Good Java Book for Parsing Binary files


DevX Home    Today's Headlines   Articles Archive   Tip Bank   Forums   

Results 1 to 7 of 7

Thread: Good Java Book for Parsing Binary files

Hybrid View

  1. #1
    Join Date
    Mar 2005
    Posts
    3

    Good Java Book for Parsing Binary files

    Hi

    This is my first time here, and looking for a good book with examples that
    basically begin with the fundamentals up to advanced on the following
    topic.

    I am looking for parsing examples that will look at either textual or binary
    files that can find certain sync patterns in the data and extract those
    bytes whether by length indicator or by a start or end pattern.

    Is there such a book in existance thatwill show me the way to do this
    type of Java programming.

    thanks Bejay

    Ps If I happen to get a reply to this - is it also possible to send me an email
    to - mcdon18@blueyonder.co.uk -

  2. #2
    Join Date
    Mar 2005
    Location
    Sendling, MUC, .de
    Posts
    100
    Hmm, there's the classic Compilers - Principles, Techniques and Tools by Aho, Sethi, Ullman.

    But I'm quite sure that this is NOT what you're looking for. Normally, by "parsing" one refers to the process of accepting a "word" of a formal language in the class of context-free languages but above regular languages. These are all terms of computer science theory; an example of such a context-free language is java (well, strictly speaking it is not context-free but context-sensitive, although...) and a "word" of that language is a valid java program. The task of recognizing some sequence of characters as a valid java program or even analyze it so that it can be compiled to byte code is far from trivial as you might guess. This you definitely should not start with.
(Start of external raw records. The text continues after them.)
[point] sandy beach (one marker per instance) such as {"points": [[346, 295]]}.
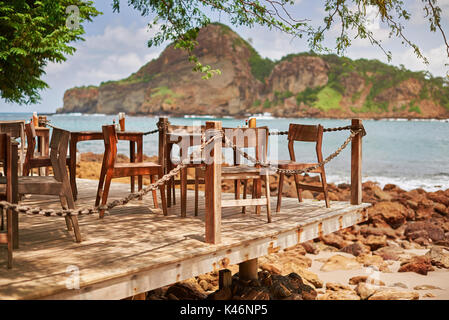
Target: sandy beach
{"points": [[401, 252]]}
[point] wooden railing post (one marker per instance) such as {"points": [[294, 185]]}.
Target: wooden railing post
{"points": [[163, 123], [356, 165], [213, 186]]}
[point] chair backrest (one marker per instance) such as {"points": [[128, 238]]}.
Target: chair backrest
{"points": [[256, 138], [305, 133], [110, 145], [15, 128], [6, 159], [58, 153], [31, 144]]}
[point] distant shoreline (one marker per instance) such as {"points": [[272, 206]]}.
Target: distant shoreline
{"points": [[260, 116]]}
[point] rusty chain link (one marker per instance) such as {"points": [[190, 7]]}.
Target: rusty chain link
{"points": [[4, 205], [298, 171]]}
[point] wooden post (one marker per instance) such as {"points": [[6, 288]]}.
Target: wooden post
{"points": [[15, 194], [356, 165], [224, 279], [248, 269], [162, 153], [213, 187], [257, 183], [162, 123]]}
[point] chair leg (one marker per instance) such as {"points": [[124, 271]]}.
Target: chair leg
{"points": [[258, 192], [64, 205], [267, 194], [324, 183], [196, 192], [174, 191], [298, 190], [280, 187], [153, 180], [100, 184], [76, 228], [163, 200], [169, 193], [183, 184], [9, 236], [104, 198], [245, 191]]}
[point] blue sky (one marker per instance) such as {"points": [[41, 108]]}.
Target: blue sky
{"points": [[116, 46]]}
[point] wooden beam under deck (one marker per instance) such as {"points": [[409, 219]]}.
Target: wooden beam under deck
{"points": [[132, 250]]}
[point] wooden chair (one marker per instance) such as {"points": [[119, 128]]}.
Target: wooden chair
{"points": [[31, 160], [244, 138], [188, 136], [110, 169], [16, 129], [6, 237], [305, 133], [59, 183]]}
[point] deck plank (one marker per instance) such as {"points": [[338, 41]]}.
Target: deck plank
{"points": [[124, 250]]}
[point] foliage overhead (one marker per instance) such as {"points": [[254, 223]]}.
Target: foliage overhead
{"points": [[179, 21], [33, 33]]}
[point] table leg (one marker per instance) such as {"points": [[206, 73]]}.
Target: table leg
{"points": [[132, 154], [183, 185], [15, 197], [72, 167], [45, 146], [140, 159]]}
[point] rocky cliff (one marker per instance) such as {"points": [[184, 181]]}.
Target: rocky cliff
{"points": [[299, 85]]}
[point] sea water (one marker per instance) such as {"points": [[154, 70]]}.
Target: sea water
{"points": [[410, 154]]}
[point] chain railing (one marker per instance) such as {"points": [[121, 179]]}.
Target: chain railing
{"points": [[5, 205], [354, 132]]}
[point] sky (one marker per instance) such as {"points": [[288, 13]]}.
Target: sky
{"points": [[115, 46]]}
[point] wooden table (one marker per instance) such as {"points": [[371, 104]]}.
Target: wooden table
{"points": [[43, 144], [15, 192], [134, 138], [184, 140]]}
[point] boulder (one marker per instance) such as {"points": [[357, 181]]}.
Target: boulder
{"points": [[392, 213], [339, 262], [376, 242], [424, 229], [334, 240], [389, 253], [356, 249], [439, 257], [418, 264], [310, 247], [394, 294]]}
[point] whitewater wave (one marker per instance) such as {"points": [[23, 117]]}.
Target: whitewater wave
{"points": [[429, 184]]}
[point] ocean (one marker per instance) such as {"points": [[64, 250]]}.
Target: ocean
{"points": [[411, 154]]}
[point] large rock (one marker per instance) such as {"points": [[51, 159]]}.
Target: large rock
{"points": [[393, 213], [394, 294], [339, 262], [418, 264], [376, 242], [356, 249], [334, 240], [424, 229], [439, 257]]}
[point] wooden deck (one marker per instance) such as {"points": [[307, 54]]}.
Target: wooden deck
{"points": [[133, 249]]}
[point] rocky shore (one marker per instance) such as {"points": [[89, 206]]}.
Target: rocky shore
{"points": [[400, 252]]}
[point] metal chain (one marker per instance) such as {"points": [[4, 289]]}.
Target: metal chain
{"points": [[278, 133], [295, 171], [4, 205]]}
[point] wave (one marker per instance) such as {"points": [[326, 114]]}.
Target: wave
{"points": [[407, 119], [429, 184]]}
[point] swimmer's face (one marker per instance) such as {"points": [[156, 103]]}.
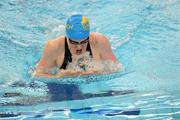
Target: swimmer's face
{"points": [[78, 48]]}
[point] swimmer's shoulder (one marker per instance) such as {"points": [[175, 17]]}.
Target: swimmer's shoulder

    The so-called regular languages are of much simpler structure, eg. expressions of arithmetic are regular. So if you want to implement a program that draws function graphs for example, you can use regular expressions, see the package java.util.regex. The theory behind is that of deterministic finite automata (funnilly, they may also be non-deterministic - makes no difference).

    But if you only want to find out where or if at all a given sequence of bytes occurs within some other sequence, using regular expressions would be like overdressing. There are much more efficient algorithms for that like Boyer-Moore or Donald Knuth's. There are also specialized algorithms for indexing portions of text. They are tricky, but no knowledge about formal languages should be needed.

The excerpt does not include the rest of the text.